An assault by gunmen on the city’s Sher Shah Market yesterday killed 13 people, but the spiralling mayhem has reportedly killed 35 people in the past 24 hours, taking the toll past 80 in four days.

Police have already detained 85 suspects.

Karachi, a sprawling port city of more than 16 million residents, has reeled from this latest round of violence. Many killings in the city have been linked to gangs allegedly controlled by political parties, with the violence coinciding with Sunday's election to replace a provincial lawmaker killed in August.

Because of its status as the country's main economic hub, keeping Karachi calm is of prime importance to Pakistani leaders who have already seen criminal activity soar alongside Taliban-led violence.

A major chunk of supplies for US and NATO troops is shipped to the city before travelling overland in Pakistan and into neighboring Afghanistan.

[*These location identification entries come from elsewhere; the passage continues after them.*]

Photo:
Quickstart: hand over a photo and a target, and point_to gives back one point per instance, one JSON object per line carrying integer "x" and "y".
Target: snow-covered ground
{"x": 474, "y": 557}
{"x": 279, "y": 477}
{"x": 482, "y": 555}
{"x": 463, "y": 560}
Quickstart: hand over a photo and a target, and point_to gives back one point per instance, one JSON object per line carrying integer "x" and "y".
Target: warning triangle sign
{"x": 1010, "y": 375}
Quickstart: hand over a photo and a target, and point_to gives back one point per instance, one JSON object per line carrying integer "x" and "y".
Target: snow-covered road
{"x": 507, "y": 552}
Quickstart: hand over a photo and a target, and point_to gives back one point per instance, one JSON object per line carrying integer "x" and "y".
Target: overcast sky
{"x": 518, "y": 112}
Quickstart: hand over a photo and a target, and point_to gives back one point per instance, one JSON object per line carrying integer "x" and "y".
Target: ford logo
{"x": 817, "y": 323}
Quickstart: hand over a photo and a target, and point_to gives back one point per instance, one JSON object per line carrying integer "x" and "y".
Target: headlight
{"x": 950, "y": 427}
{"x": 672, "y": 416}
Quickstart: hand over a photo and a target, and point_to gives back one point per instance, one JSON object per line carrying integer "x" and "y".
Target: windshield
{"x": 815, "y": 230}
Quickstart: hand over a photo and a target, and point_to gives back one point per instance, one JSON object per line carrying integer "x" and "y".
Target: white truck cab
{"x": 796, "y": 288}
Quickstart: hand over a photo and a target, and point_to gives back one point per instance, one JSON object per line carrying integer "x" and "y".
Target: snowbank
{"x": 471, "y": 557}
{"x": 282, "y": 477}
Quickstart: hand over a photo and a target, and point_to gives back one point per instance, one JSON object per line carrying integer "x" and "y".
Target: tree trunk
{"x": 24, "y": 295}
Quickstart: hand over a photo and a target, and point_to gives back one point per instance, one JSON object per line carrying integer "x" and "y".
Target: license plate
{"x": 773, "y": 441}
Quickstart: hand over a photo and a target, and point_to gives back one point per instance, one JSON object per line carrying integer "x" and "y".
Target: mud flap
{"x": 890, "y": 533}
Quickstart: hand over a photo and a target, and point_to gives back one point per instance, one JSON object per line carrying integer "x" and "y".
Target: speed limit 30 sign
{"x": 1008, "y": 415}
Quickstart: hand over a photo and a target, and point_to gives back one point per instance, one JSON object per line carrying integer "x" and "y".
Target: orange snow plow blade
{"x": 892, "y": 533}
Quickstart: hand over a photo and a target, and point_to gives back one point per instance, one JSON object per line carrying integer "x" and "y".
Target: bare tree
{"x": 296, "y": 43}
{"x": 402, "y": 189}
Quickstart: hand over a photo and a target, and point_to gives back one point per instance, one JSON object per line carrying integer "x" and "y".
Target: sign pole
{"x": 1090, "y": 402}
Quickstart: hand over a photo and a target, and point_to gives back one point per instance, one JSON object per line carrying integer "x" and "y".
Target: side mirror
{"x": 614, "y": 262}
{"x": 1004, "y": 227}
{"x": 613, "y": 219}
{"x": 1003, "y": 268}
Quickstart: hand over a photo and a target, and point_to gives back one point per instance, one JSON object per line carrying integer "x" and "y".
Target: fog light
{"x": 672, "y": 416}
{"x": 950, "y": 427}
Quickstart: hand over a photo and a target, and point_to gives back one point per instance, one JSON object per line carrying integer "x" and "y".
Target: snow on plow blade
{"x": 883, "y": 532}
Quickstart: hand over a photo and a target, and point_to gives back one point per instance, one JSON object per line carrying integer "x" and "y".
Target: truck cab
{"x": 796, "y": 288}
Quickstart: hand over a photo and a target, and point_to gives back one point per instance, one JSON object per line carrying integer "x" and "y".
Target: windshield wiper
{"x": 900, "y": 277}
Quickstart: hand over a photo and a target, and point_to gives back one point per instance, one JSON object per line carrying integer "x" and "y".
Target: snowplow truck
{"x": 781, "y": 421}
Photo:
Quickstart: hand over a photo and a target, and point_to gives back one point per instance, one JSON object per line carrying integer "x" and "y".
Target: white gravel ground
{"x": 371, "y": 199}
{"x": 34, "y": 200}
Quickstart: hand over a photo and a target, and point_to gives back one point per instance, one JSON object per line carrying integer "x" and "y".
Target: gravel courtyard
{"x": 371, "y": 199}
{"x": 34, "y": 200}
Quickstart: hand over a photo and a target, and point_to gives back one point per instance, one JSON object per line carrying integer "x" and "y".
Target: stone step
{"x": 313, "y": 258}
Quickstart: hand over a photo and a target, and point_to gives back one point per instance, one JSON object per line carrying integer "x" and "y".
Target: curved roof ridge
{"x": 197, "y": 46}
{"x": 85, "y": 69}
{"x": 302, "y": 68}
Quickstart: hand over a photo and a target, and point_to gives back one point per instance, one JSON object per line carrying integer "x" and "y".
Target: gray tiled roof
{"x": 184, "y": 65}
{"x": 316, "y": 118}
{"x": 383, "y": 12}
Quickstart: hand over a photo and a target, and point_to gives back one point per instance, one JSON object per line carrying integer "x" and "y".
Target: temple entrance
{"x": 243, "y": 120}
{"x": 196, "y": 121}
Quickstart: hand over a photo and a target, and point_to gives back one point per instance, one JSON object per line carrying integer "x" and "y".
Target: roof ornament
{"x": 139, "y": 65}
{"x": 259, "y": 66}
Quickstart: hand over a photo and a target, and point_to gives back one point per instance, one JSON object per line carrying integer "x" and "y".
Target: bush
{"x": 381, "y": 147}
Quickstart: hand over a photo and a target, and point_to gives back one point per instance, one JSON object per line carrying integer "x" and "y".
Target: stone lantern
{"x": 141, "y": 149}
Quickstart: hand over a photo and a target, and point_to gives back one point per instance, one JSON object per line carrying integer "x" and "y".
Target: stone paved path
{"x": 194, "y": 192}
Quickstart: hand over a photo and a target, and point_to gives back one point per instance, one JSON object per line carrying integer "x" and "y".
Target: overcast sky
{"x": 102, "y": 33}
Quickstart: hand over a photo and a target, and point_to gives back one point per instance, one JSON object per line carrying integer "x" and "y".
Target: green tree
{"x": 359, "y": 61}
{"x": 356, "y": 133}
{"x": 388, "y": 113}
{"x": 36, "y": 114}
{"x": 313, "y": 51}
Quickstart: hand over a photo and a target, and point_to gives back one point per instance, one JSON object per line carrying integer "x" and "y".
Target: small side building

The two parties most linked to violence in Karachi – the Muttahida Quami Movement and the Awami National Party – have their electoral bases in different ethnic groups that make up a large share of the city's population.

The MQM claims to represent the Urdu-speaking descendants of those people who came to Karachi from India soon after the birth of Pakistan in 1947. It is secular and likes to speak out against the so-called Talibanisation of the city, a jab at the Awami National Party, which represents the ethnic Pashtuns from the Taliban heartland in the northwest.

Raza Haider, the member of the provincial assembly who was gunned down in August, was a senior member of the MQM.

Both parties were competing for Haider's vacant seat, but the ANP announced on Saturday evening that it would boycott the election, saying the MQM would rig the vote. The MQM won the seat.

The MQM lawmaker Haider Abbas Rizvi said the party had handed authorities a list of 150 alleged criminals it suspects in the attacks but that nothing had come of it. He not only blamed the ANP, but faulted the Pakistan People's Party, which control's the provincial government.

ANP spokesman Amin Khattak said the MQM was to blame, noting that the killings began shortly after his party said it would boycott the election.

Also today, a police constable was wounded when someone threw a grenade at a checkpoint on the outskirts of Pakistan's main northwestern city, Peshawar, said Liaquat Ali, a senior police official.